The main problem with piped Natural Gas is domestic pressures are low: in a home, perhaps not enough to run a Smiths, but there's a good chance it would. They're just saying 'don't complain if it doesn't work because you happen to have low pressure gas'.
Using a torch there's a subtle difference between heat and temperature. Taking a shower, you want about 20 litres of comfortably warm water delivered over 5 minutes, about the same amount of heat as a kettleful of boiling water. No-one wants boiling water poured on their head, heat yes, burning hot no!
For brazing and soldering heat is wanted rather than high temperatures, and ideally the heat should be cheap. That means not using exotic gases and not using Oxygen, but instead using a big conventional torch that can burn a lot of cheap gas in air quickly.

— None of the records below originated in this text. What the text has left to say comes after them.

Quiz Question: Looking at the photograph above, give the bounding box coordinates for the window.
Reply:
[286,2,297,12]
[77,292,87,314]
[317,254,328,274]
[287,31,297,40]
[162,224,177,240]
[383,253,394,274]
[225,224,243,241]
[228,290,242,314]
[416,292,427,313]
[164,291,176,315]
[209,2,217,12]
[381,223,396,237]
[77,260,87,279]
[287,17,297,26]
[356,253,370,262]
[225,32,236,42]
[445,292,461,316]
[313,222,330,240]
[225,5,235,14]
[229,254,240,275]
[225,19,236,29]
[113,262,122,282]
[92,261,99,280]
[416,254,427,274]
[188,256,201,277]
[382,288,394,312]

That delivers the energy (heat) needed to raise a lump of metal quickly to brazing temperature, which is only about 450 to 600C. (Soldering is under 450C). It doesn't help to have a small torch burning Propane and Oxygen at 2500C in a tiny intense flame when solder melts at 180C, and the flame fails to warm the surrounding metal!
The Smith's Torch is aimed at a different problem, ie putting a precision flame on to very small work. I'm sure it's excellent. But the Smiths may not get enough gas through it's tiny nozzle to produce the heat needed to braze something the size of your Long Case Bridge. Adding Oxygen will help by increasing the temperature but for brazing rather than welding more heat is wanted, and that higher temperature is unwelcome. Poor joints are likely. At the extreme, a Smith run with expensive Acetylene and Oxygen is more likely to melt Brass than braze it, even acting like a gas axe. With surplus oxygen it will certainly cut steel. Is that what you want? A clockmaker might need a precision torch and a suitable Propane torch, Sievert or similar.